Three years later, she performed in a Swiss telefilm titled A Dancer, and in 1997, at age 86, she had a 10-minute scene in a version of Fyodor Dostoyevsky’s The Gambler.
During the period of her most productivity, where she displayed almost naive charms, Rainer was cast as brilliant but troubled characters in such films as The Emperor’s Candlesticks (1937), Big City (1937) opposite Spencer Tracy, The Toy Wife (1938), The Great Waltz (1938), Dramatic School (1938) -- her final film for MGM – and Hostages (1943).
Federico Fellini gave her for a part in La Dolce Vita (1960), but she got tired of waiting for him to film her scene and quit.

She was born Jan. 12, 1910, in Dusseldorf, Germany. A Jew, she astonished impresario Max Reinhardt with a terrific audition when she was 16, and he cast her in several of his vaunted stage productions. Rainer also performed in four films and toured throughout Europe in Luigi Pirandello’s absurdist work Six Characters in Search of an Author, where she was reportedly “discovered” by an MGM talent scout and labeled “The Next Garbo.”

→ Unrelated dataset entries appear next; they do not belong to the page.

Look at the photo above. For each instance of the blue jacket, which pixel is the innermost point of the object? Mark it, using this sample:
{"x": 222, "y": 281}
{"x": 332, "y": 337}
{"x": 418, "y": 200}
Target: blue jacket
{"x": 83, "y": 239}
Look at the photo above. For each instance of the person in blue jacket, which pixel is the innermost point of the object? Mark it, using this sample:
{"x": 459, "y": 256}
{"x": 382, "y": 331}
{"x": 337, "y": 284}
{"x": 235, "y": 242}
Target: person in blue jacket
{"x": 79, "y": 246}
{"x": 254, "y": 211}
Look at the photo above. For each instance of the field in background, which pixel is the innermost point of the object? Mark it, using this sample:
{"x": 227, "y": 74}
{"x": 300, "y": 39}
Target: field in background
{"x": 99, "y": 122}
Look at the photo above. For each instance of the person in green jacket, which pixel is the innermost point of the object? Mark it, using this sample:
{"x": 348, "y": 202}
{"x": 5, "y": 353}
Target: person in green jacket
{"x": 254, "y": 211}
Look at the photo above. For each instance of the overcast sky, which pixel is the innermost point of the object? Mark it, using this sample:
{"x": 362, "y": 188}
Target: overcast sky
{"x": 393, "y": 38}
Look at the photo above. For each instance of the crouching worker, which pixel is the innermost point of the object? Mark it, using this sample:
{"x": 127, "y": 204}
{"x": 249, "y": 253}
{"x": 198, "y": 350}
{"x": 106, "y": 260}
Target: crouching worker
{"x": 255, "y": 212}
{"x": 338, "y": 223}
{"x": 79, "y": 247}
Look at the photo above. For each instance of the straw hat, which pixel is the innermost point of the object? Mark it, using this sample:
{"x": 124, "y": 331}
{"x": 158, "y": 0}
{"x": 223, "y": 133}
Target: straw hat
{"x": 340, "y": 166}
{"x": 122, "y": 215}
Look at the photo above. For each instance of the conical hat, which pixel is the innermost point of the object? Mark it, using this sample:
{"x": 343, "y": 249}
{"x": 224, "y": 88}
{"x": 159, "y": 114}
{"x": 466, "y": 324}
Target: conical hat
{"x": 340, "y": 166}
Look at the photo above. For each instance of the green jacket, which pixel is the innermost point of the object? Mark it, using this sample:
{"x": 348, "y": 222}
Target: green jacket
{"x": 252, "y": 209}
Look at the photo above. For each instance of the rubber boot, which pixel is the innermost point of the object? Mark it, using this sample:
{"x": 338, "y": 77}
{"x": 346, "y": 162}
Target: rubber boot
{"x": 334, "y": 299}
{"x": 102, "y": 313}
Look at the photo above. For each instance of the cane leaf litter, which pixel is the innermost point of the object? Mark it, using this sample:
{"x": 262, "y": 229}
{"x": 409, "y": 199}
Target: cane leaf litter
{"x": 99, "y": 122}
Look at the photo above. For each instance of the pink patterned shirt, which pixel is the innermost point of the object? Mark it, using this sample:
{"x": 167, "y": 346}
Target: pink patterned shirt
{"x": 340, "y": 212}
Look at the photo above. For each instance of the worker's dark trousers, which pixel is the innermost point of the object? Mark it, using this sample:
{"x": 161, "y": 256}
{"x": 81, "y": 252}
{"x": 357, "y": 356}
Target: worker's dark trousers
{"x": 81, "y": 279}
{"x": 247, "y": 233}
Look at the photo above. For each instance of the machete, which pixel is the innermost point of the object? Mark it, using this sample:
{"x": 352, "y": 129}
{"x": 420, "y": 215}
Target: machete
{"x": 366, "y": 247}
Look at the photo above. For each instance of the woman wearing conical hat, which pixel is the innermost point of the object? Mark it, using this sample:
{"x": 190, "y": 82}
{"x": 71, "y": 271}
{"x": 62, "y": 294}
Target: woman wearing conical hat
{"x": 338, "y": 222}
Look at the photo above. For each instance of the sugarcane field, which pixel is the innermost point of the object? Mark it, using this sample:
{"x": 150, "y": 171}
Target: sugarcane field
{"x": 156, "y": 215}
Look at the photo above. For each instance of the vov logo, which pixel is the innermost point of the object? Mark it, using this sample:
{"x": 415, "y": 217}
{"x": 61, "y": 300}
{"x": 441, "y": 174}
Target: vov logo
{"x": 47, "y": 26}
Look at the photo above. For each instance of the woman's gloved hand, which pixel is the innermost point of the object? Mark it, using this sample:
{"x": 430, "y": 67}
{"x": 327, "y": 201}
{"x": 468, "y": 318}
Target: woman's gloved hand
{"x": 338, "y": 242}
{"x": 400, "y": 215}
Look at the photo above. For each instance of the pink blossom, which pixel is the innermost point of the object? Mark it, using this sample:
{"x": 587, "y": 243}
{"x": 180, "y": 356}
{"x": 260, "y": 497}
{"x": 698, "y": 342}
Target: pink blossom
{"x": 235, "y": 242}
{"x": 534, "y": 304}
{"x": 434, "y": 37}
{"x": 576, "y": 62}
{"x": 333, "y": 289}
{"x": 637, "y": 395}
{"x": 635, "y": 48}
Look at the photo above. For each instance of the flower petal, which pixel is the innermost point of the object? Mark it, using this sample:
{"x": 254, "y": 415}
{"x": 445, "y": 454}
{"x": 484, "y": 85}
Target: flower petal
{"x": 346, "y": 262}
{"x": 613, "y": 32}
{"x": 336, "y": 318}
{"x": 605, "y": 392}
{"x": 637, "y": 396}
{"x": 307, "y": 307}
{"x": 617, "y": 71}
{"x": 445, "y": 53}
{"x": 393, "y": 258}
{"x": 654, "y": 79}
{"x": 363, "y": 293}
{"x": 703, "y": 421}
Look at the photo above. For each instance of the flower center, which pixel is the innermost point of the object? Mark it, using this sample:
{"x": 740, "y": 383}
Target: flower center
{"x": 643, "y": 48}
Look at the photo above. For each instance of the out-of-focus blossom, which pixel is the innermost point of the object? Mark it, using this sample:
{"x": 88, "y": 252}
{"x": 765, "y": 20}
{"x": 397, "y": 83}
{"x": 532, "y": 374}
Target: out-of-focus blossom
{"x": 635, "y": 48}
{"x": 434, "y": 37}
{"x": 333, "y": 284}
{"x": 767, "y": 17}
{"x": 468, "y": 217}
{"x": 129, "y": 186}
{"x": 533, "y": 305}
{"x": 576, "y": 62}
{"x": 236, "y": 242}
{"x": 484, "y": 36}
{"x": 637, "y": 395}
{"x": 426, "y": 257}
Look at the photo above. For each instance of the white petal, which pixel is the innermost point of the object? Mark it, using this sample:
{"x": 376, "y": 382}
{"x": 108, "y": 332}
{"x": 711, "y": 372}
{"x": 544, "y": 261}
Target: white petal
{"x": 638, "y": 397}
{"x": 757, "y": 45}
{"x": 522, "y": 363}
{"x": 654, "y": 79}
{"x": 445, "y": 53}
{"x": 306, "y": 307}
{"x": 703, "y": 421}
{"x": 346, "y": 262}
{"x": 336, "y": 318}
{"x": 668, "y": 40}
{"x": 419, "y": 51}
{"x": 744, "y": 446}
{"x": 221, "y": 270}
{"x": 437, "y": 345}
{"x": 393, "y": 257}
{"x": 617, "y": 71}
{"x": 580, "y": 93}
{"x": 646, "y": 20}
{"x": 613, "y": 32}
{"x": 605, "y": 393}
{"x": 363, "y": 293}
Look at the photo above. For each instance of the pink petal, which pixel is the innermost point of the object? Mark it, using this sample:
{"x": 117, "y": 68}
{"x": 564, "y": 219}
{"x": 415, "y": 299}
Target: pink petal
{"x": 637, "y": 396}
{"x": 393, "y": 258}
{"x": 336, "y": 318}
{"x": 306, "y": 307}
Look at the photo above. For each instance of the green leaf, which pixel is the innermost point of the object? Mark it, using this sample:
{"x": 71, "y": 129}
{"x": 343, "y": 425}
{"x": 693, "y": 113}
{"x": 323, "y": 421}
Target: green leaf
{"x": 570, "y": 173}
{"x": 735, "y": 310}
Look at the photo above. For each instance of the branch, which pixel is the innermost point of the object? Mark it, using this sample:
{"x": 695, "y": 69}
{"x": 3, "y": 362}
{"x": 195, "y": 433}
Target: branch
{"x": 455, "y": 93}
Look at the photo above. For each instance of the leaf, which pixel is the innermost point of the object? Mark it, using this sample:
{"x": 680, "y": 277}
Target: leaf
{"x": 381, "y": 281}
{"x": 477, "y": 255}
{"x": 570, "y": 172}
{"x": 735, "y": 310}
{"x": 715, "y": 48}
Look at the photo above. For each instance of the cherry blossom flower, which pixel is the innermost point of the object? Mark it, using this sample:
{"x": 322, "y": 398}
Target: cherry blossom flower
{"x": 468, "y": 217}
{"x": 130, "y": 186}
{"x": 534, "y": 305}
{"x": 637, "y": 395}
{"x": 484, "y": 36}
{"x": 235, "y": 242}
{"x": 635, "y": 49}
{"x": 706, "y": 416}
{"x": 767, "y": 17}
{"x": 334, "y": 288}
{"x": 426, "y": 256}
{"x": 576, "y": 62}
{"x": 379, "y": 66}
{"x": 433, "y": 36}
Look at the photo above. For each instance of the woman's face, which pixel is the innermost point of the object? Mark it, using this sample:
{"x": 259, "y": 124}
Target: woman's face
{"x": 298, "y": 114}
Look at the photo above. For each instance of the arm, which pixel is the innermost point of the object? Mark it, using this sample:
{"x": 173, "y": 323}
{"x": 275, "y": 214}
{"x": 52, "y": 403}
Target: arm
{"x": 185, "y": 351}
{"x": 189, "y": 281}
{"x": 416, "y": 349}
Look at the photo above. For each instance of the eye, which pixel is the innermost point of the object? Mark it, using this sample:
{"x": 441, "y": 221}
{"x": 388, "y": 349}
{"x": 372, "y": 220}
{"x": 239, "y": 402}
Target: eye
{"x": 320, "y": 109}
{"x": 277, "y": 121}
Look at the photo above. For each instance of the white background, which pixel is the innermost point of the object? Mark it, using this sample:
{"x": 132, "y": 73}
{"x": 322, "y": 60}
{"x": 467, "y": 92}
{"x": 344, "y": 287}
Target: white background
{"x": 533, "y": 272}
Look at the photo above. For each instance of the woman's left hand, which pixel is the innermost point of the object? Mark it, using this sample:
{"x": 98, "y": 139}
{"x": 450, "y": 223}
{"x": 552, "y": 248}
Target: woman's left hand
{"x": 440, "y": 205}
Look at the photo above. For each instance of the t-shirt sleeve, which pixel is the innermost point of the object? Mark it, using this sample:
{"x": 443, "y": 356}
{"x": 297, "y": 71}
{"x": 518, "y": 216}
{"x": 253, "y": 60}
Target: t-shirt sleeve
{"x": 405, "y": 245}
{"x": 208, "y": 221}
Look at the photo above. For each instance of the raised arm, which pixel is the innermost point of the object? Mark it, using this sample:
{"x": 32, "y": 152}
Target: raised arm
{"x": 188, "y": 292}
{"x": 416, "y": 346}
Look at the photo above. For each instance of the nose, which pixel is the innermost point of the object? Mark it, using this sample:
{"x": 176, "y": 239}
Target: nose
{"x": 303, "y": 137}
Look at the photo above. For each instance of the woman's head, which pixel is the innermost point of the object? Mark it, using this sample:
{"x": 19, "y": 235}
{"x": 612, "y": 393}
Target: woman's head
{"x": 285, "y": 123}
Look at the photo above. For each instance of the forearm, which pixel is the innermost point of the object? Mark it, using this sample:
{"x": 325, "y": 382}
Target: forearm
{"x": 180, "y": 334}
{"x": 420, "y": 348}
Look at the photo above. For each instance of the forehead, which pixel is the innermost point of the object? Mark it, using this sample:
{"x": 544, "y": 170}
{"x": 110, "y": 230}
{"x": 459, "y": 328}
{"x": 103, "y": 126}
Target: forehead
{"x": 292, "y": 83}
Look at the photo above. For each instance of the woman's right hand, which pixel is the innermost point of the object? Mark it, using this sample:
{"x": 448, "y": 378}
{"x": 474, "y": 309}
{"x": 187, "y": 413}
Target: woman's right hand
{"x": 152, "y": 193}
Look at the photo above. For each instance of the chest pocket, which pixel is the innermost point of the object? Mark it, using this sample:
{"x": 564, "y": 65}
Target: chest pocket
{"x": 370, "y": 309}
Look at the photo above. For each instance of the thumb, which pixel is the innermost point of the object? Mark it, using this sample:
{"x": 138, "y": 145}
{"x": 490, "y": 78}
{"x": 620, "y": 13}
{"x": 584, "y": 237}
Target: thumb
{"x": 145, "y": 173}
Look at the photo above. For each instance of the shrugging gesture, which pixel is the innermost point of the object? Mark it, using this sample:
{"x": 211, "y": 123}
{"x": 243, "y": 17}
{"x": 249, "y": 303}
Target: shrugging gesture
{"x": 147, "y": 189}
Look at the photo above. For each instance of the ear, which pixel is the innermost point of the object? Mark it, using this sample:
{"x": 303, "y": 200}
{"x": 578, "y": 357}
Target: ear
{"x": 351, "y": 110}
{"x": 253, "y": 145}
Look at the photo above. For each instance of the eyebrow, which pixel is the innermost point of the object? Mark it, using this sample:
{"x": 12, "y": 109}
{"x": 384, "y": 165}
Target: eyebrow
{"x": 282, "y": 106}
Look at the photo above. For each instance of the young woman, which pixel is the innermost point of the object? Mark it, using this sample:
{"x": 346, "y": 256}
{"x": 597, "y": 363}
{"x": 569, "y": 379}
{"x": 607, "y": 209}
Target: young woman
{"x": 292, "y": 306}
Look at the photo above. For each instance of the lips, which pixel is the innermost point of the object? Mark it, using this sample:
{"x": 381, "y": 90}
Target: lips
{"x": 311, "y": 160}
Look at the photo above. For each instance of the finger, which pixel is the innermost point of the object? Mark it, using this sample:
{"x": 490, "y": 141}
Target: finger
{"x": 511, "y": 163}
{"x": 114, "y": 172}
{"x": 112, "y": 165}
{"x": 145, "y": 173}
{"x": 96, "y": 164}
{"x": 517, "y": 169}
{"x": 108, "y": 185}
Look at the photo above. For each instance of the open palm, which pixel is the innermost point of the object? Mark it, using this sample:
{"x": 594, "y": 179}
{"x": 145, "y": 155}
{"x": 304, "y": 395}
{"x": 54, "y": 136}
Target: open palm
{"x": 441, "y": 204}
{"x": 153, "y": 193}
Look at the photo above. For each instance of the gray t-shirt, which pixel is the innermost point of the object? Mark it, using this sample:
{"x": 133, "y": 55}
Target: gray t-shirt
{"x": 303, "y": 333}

With the rise of the Nazis, Rainer’s family emigrated from Europe to Southern California in 1935, bringing her beloved Scottish terrier, Johnny, with her. She signed with MGM, which cast her immediately in the romantic comedy Escapade (1935) opposite William Powell as a last-minute replacement for Myrna Loy.

Rainer’s first Oscar win was controversial since her time on the screen was short, but her victory was cemented by her famous scene in the biopic in which her broken-hearted character stoically congratulates Ziegfeld (Powell) over the telephone on his upcoming marriage to actress Billie Burke (played by Loy). The film was named best picture as well.

To play O-Lan in The Good Earth -- the final film made by MGM’s boy wonder studio head Irving Thalberg, who died before the drama was completed -- Rainer said she simply went on instinct; she barely spoke during the film and didn’t really look Chinese.

“My acting was from the inside out,” she told the Los Angeles Times in 1990. “I don't believe in anything artificial. I don’t believe in makeup. It has to come from you like a child you give birth to. That is how you act.”

After her Oscar triumphs, MGM forced her into roles she considered unworthy, she told the Telegraph newspaper in October 2009 as she approached her 100th birthday.

“All kinds of nonsense ... I didn’t want to do it, and I walked out,” she recalled. “Mayer said, "That girl is a Frankenstein, she’s going to ruin our whole firm.’ He said, &lsquoWe made you and we are going to destroy you.’ ... well, he tried his best.”

In 2010, on the year of her centenary, the British Film Institute held a tribute to Rainer at London's National Film Theater, where she was interviewed by Richard Stirling.


The only other actress to win back-to-back Oscars was Hepburn in 1967 and 1968 for Guess Who’s Coming to Dinner and A Lion in Winter. Tracy, Jason Robards and Tom Hanks are the lone male actors to accomplish the feat.